Over the last couple of months I have run into a number of replication problems where I needed to run reports on MySQL binlogs to understand what sort of updates servers were processing as well as to compute peak and average throughput.   It seems that not even Maatkit has a simple tool to report on binlog contents, so I wrote a quick Perl script called analyze-binlog.pl to summary output from mysqlbinlog, which is the standard tool to dump binlogs to text. 

The script operates as a filter with the following syntax:
Usage: ./binlog-analyze.pl [-h] [-q] [-v]
Options:
-h : Print help
-q : Suppress excess output
-v : Print verbosely for debugging
To get a report, you just run mysqlbinlog on a binlog file and pipe the results into analyze-binlog.pl.  Here is typical invocation and output.  The -q option keeps the output as short as possible.
$ mysqlbinlog /var/lib/mysql/mysql-bin.001430 | ./binlog-analyze.pl -q
===================================
| SUMMARY INFORMATION |
===================================
Server Version : 5.0.89
Binlog Version : 4
Duration : 1:03:37 (3817s)

===================================
| SUMMARY STATISTICS |
===================================
Lines Read : 17212685
Events : 3106006
Bytes : 1073741952
Queries : 2235077
Xacts : 817575
Max. Events/Second: 5871.00
Max. Bytes/Second : 1990077.00
Max. Event Bytes : 524339
Avg. Events/Second: 813.73
Avg. Bytes/Second : 281305.20
Avg. Queries/Sec. : 585.56
Avg. Xacts/Sec. : 214.19
Max. Events Time : 9:01:02

===================================
| EVENT COUNTS |
===================================
Execute_load_query : 10
Intvar : 53160
Query : 2235077
Rotate : 1
Start : 1
User_var : 182
Xid : 817575

===================================
| SQL STATEMENT COUNTS |
===================================
begin : 817585
create temp table : 0
delete : 31781
insert : 20
insert into : 411266
select into : 0
update : 633857

There are lots of things to see in the report, so here are a few examples.  For one thing, peak update rates generate 5871 events and close to 2Mb of log output per second.  That's loaded but not enormously so--MySQL replication can easily dump over 10,000 events per second into the binlog using workhorse 4-core machines.  The application(s) connected to the database execute a large number of fast, short transactions--typical of data logging operations, for example storing session data.  We can also see from the Execute_load_query events that somebody executed MySQL LOAD DATA INFILE commands.  That's interesting to me because we are just putting them into Tungsten and need to look out for them in user databases.

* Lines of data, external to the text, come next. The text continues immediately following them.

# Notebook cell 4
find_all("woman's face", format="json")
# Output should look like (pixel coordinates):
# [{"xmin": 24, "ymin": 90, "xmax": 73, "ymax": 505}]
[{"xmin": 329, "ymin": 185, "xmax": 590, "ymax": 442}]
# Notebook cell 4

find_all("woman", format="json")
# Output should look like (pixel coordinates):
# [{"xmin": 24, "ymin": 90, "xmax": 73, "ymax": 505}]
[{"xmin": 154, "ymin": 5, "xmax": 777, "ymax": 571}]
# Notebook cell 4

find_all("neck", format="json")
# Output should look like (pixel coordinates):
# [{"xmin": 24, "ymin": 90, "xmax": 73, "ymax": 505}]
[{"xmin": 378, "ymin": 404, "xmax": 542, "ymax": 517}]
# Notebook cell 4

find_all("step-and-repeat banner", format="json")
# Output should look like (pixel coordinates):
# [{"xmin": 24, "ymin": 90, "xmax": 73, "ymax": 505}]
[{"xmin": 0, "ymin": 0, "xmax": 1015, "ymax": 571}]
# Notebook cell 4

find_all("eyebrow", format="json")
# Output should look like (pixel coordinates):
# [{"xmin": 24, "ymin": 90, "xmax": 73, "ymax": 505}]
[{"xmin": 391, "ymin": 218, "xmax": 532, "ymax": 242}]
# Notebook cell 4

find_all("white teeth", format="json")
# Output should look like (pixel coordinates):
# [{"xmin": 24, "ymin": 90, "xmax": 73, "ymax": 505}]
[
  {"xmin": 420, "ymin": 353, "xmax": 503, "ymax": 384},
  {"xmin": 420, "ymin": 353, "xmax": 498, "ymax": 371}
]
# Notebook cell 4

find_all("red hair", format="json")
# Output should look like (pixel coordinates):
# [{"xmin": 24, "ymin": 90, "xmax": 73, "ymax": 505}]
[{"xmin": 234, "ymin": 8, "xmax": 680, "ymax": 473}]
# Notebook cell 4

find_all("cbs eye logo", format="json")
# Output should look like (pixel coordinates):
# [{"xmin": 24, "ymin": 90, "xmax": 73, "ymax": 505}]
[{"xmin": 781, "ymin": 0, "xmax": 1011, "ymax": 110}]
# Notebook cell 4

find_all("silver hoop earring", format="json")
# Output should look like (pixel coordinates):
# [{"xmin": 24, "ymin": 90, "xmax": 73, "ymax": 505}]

To interprete the binlog report most effectively, you need to understand MySQL binlog event types.  MySQL replication developers have kindly provided a very helpful description of the MySQL binlog format that is not hard to read.  You'll need to refer to it if you get very deeply into binlog analysis.  It certainly beats reading the MySQL replication code, which is a bit of a thicket.

Anyway, I hope this script proves useful.  As you may have noted from the URL the script is checked into the Tungsten project on SourceForge and will be part of future releases.  I plan to keep tweaking it regularly to add features and fix bugs.  Incidentally, if you see any bugs let me know.  There are without doubt a couple left.